The clamor of many voices soon announced that a party approached, who might be expected to communicate some intelligence that would explain the mystery of the novel surprise. The crowd without gave way, and several warriors entered the place, bringing with them the hapless conjurer, who had been left so long by the scout in duress.
Notwithstanding this man was held in very unequal estimation among the Hurons, some believing implicitly in his power, and others deeming him an impostor, he was now listened to by all with the deepest attention. When his brief story was ended, the father of the sick woman stepped forth, and, in a few pithy expression, related, in his turn, what he knew. These two narratives gave a proper direction to the subsequent inquiries, which were now made with the characteristic cunning of savages.

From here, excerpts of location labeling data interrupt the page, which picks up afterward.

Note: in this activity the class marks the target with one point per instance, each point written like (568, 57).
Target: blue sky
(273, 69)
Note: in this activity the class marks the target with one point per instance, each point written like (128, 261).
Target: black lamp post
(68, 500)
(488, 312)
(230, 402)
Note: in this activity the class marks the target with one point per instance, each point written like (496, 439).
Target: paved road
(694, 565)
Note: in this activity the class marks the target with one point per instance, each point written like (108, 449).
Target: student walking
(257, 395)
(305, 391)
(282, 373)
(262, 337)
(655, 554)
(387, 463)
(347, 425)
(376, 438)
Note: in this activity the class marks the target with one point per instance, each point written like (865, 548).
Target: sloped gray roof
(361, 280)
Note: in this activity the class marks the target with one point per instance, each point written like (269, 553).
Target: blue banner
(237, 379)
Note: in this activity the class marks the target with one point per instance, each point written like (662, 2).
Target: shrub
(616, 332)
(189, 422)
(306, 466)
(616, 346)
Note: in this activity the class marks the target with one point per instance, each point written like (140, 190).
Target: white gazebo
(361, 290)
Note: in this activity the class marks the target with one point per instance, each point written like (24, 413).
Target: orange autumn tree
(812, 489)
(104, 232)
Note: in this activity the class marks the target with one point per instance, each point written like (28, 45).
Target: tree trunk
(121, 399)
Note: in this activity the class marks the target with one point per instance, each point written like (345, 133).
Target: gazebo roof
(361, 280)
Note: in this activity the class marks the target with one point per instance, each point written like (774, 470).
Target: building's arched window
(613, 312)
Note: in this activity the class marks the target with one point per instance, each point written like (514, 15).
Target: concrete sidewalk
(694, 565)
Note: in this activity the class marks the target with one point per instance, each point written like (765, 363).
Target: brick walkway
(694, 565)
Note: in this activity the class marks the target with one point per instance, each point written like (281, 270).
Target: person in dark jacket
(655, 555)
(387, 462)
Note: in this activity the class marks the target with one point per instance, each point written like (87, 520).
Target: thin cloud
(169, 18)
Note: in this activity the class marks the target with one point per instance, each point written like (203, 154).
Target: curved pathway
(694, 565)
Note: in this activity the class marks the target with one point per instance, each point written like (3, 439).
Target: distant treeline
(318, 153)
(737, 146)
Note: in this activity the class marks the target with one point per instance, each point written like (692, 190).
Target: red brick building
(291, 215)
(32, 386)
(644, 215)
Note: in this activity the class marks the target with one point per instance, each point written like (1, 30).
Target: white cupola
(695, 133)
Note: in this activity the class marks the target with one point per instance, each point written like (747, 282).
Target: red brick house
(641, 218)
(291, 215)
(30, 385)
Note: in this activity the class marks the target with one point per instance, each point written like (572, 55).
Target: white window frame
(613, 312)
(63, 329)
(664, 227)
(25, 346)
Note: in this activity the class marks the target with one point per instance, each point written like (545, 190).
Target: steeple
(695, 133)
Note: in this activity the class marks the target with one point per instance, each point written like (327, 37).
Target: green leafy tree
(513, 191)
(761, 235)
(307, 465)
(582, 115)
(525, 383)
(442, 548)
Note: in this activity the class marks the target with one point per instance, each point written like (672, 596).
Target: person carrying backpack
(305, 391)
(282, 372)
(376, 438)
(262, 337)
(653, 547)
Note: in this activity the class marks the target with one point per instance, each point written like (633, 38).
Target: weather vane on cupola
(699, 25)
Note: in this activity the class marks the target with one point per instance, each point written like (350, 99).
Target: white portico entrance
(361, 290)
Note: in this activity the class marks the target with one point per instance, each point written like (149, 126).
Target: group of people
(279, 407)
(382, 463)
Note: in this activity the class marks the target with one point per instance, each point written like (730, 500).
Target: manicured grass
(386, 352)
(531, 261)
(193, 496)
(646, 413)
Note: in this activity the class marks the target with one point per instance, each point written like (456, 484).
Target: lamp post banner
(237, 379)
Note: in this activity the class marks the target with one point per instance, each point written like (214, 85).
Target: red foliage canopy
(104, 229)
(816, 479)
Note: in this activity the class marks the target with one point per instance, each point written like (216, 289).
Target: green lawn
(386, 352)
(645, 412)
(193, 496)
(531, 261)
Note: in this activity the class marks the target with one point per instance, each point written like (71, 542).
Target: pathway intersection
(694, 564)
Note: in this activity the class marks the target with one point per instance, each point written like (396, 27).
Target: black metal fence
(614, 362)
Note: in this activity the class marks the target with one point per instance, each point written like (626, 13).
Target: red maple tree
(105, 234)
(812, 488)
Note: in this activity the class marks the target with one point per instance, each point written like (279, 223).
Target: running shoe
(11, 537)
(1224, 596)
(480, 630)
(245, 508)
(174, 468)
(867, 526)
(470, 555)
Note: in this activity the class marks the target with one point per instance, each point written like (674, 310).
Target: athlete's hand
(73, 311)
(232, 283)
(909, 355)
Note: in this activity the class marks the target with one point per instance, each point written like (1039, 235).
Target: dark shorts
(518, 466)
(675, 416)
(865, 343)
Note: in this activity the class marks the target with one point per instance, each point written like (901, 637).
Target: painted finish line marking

Instead of rushing in a confused and disorderly throng to the cavern, ten of the wisest and firmest among the chiefs were selected to prosecute the investigation. As no time was to be lost, the instant the choice was made the individuals appointed rose in a body and left the place without speaking. On reaching the entrance, the younger men in advance made way for their seniors; and the whole proceeded along the low, dark gallery, with the firmness of warriors ready to devote themselves to the public good, though, at the same time, secretly doubting the nature of the power with which they were about to contend.
The outer apartment of the cavern was silent and gloomy. The woman lay in her usual place and posture, though there were those present who affirmed they had seen her borne to the woods by the supposed "medicine of the white men." Such a direct and palpable contradiction of the tale related by the father caused all eyes to be turned on him. Chafed by the silent imputation, and inwardly troubled by so unaccountable a circumstance, the chief advanced to the side of the bed, and, stooping, cast an incredulous look at the features, as if distrusting their reality. His daughter was dead.